Yellowstone volcano eruption update: SHOCK theory reveals Yellowstone power | Science | News

Geologists at the Virginia Polytechnic Institute and State University (Virginia Tech) may have discovered an untaped source of the supervolcano’s destructive power.

Until recently, scientists believed Yellowstone draws energy directly from the Earth’s core in the same way most active volcanoes do.

But X-ray scans of the Yellowstone volcano chain reveal an ancient ocean plate could be the real culprit behind Yellowstone’s power.

Virginia Tech associate professor Ying Zhou recently published her latest Yellowstone findings in the science journal Natural Geoscience.

The volcano expert claimed to have found no evidence of volcanic heat rising upwards from the Earth’s core and into the volcano.

Instead, she suggested the system was created 30 million years ago when an ancient plate was driven like a wedge beneath what is today the Western US.

She said: “This ancient oceanic plate broke into pieces, resulting in perturbations of unusual rocks in the mantle which led to volcanic eruptions in the past 16 million years.”

These past Yellowstone eruptions would have been extremely violent and explosive.

The oceanic plate in question was dubbed the Farallon plate and as parts of it tore off during subduction, they sunk into deep earth.

The sinking plate fragments forced hot material to be released upwards and eventually formed the Yellowstone volcano chain, which stretches across Montana, Wyoming, Idaho, Utah and Nevada.

Professor Zhou said: “The process started at the Oregon-Idaho border about 16 million years ago and propagated northwestward, forming a line of volcanoes that are progressively younger as they stretched northwest to present-day Wyoming.”

The volcano expert and her fellow Virginia Tech researchers came to the startling conclusion after using X-ray like scans to dig deep into the volcano.

With the aid of the so-called USArray, a network of seismographs spread across the USA, the geologists found an unusual structure between 250 and 400 miles beneath the chain of Yellowstone volcanoes.

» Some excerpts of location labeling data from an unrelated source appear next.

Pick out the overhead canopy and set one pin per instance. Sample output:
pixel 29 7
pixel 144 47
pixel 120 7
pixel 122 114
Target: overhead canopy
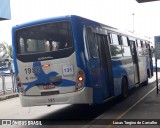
pixel 5 11
pixel 142 1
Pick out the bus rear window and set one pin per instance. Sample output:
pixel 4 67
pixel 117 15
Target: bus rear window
pixel 44 38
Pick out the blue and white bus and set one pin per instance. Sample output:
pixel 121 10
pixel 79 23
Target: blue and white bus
pixel 73 60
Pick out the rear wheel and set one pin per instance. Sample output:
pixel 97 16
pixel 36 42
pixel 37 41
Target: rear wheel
pixel 124 86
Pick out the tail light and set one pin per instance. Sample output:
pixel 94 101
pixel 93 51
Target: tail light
pixel 80 80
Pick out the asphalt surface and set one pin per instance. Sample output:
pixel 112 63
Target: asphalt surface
pixel 143 109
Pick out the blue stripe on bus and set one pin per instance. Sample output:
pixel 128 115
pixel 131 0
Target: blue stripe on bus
pixel 45 78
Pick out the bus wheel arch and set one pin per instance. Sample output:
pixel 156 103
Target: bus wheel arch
pixel 124 87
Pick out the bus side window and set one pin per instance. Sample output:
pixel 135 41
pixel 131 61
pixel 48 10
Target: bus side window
pixel 92 44
pixel 115 48
pixel 125 47
pixel 21 47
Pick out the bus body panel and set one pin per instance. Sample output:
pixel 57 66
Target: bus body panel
pixel 50 83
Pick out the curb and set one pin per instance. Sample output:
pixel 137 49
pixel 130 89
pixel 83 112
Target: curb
pixel 9 96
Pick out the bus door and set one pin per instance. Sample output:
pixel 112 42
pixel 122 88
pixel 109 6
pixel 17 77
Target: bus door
pixel 150 61
pixel 105 64
pixel 135 61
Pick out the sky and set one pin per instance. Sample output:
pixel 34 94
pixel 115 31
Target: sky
pixel 116 13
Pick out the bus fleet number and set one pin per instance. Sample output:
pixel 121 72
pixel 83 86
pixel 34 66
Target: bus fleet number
pixel 32 70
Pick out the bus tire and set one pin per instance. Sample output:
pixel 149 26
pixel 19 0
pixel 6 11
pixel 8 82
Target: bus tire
pixel 124 88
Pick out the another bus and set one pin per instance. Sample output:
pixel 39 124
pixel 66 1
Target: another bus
pixel 74 60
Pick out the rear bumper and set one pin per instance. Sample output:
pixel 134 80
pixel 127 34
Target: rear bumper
pixel 84 96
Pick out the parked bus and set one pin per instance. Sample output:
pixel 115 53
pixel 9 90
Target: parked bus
pixel 74 60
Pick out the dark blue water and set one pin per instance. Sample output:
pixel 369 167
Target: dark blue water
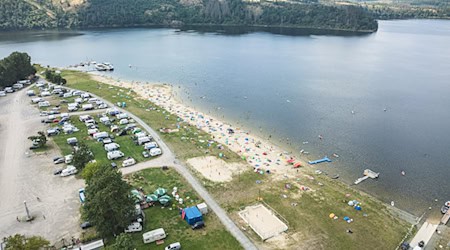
pixel 298 87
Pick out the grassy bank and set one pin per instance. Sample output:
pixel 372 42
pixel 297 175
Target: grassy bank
pixel 213 236
pixel 187 143
pixel 306 212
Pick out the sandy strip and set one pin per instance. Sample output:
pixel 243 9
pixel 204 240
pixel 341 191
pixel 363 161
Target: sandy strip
pixel 259 153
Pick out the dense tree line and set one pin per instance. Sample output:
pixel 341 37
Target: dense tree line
pixel 17 66
pixel 20 14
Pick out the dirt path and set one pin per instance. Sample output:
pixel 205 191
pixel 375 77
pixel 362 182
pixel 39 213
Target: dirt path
pixel 25 176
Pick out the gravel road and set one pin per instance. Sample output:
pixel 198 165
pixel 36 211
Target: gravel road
pixel 24 176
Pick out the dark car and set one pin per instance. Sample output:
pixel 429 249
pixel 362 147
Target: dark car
pixel 58 160
pixel 86 225
pixel 58 171
pixel 198 225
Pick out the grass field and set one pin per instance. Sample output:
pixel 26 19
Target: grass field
pixel 213 236
pixel 127 145
pixel 185 143
pixel 307 212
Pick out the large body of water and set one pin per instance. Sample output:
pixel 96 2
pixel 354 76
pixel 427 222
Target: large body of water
pixel 299 87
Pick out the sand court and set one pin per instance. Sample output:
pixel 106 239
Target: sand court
pixel 215 169
pixel 263 221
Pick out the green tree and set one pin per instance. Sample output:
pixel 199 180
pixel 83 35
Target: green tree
pixel 82 156
pixel 17 66
pixel 109 205
pixel 123 242
pixel 20 242
pixel 90 170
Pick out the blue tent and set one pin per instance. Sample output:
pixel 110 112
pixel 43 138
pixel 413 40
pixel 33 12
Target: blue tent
pixel 192 215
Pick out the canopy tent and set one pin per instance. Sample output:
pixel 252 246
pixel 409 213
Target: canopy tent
pixel 152 197
pixel 160 191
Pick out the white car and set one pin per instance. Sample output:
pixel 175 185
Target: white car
pixel 116 154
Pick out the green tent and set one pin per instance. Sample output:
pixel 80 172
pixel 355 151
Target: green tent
pixel 160 191
pixel 152 197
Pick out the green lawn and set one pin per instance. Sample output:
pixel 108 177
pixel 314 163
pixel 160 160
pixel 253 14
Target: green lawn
pixel 213 236
pixel 309 225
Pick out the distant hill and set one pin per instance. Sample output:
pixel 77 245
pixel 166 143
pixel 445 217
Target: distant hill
pixel 66 14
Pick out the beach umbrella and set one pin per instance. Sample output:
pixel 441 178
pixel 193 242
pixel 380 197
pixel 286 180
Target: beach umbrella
pixel 152 197
pixel 160 191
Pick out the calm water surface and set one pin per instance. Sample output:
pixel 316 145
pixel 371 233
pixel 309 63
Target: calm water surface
pixel 298 87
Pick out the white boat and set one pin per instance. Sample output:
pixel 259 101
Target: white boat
pixel 104 67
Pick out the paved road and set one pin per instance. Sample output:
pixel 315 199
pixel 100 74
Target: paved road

Professor Zhou said the findings are a “direct contradiction” of the widely accepted plume model.

If the plume model was correct, the expert argued the moving North American plate would have displaced some of the older volcanoes sitting over the fixed plume near the Oregon-Idaho border.

She said scientists up until now have been unsuccessful in determining why the Yellowstone volcanoes are located where they are.

But the geologists appeared hopeful further, more detailed X-ray studies of the Yellowstone supervolcano will yield more information on the oceanic plate which has driven the volcano’s eruptions.

Professor Zhou said: “This is the first time the new imaging theory has been applied to this type of seismic data, which allowed us to see anomalous structures in the Earth’s mantle that would otherwise not be resolvable using traditional methods.

“The next step will be to increase the resolution of the X-ray-like images of the underground rock.

“More detailed images of the unusual rocks in the deep earth will allow us to use computer simulation to recreate the fragmentation of the gigantic oceanic plate and test different scenarios of how rock melting and magma feeding system work for the Yellowstone volcanoes.”

The Yellowstone supervolcano last erupted some 630,000 years ago and there is no concrete way of predicting when another cataclysmic eruption might happen.

At the moment, Professor Zhou said the novel X-ray technology is not the answer to forecasting future Yellowstone eruptions but rather studying past ones.